Illustration photo par Becky est-ce qu'il y a
Illustration photo par Becky est-ce qu'il y a
À presque 30 ans, il y a quelques règles dans la vie que j'essaie de respecter : 1) n'oubliez pas de vous démaquiller avant de vous coucher 2) restez hydraté et 3) dites toujours oui au mini-golf. Je me trompe de temps en temps sur les deux premiers, mais le dernier n’est pas négociable.
Le mini-golf a été une partie plutôt valorisante de ma vie depuis la première année environ. En tant qu'enfant peu enclin à l'athlétisme, ayant des problèmes de mobilité et peu d'envie de transpirer ou de courir, le minigolf offrait une accessibilité au sport que le football ou le basket-ball n'offraient pas.
Pendant que mes amis se divertissaient tous en courant sur un court ou un terrain, j'étais occupé à préparer ma prochaine tentative au 18e trou sur Pirate Island, un putt-putt local non loin de chez nous dans le centre de Jersey.
Vers la cinquième année, j'étais également devenu assez bon dans ce domaine, battant souvent mes parents et mes amis de plusieurs coups. Mais ce n’est pas seulement l’aspect compétitif qui m’a attiré vers ce jeu. C’est également l’ambiance et les thèmes – juste assez kitsch, avec des teintes vives de couleurs primaires dans le décor et l’équipement – qui ont encouragé un sentiment de jeu et de légèreté dans ce sport secrètement tactique.
De plus, la socialisation était encouragée et, à mesure que je vieillissais, le jeu devenait autant une question de conversation que de victoire. Alors qu'un groupe d'entre nous parcourait tranquillement les 18 trous, nous nous arrêtions souvent pour rire et plaisanter intérieurement en attendant que le groupe devant nous finisse sa ronde. Au moment où nous avions terminé tous les trous, non seulement nous avions fait une bonne promenade, mais nous avions également discuté des mises à jour de la vie, des ruptures, de nos projets d'été et du traitement que nous recevrions inévitablement après avoir terminé le jeu (les glaces italiennes étaient un incontournable).
Les bienfaits s’étendent également au physique et au mental. Le mini-golf propose une forme d'exercice à faible impact qui nécessite à la fois équilibre et coordination, ainsi que de l'endurance mentale, alliant stratégie et précision. Aujourd’hui, le minigolf reste l’un de mes sports préférés. À l'ère des entraînements doux et du cardio confortable, le mini-golf s'appuie profondément sur le lent et le doux. Cela encourage un rythme qui ne nous est pas souvent offert dans la vie de tous les jours – où vous n'êtes pas pressé d'aller quelque part et où le plus grand facteur de stress est de faire monter votre balle sur une colline couverte de gazon. Personne ne vous compte lorsque vous transpirez brutalement sur une machine reformer ou que vous criez « encore une répétition » alors que vous vous préparez à atteindre la prochaine station du haut du corps.
Ne vous méprenez pas, il y a aussi une heure et un lieu pour ces exercices. Il y a juste quelque chose de réconfortant et de gratifiant sur le plan compétitif dans une partie de mini-golf tranquille, où gagner ne nécessite pas que vous poussiez votre corps à de grandes hauteurs, mais le sentiment d'accomplissement est toujours le même.

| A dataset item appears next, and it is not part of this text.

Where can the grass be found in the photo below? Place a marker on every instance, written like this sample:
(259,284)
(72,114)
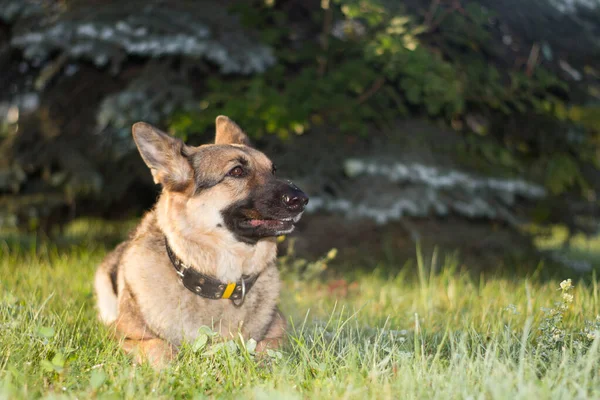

Les putt-putts en salle d'aujourd'hui, tels que Échangistes , ont également intensifié leurs efforts en perfectionnant le jeu avec des plats truqués, des boissons artisanales et de la cuisine de rue gastronomique. It's the same mini golf I fell in love with, the one that welcomes all levels of athletes, but now I get to play with a G T in hand. Nommez un autre sport qui peut concourir. . . J'attendrai.
Alexis Jones est rédacteur en chef chargé de la santé et du fitness chez PS. Her areas of expertise include women's health and fitness, mental health, racial and ethnic disparities in healthcare, and chronic conditions. Avant de rejoindre PS, elle était rédactrice en chef du magazine Health. Ses autres signatures peuvent être trouvées sur Santé des femmes, Prévention, Marie Claire, et plus encore.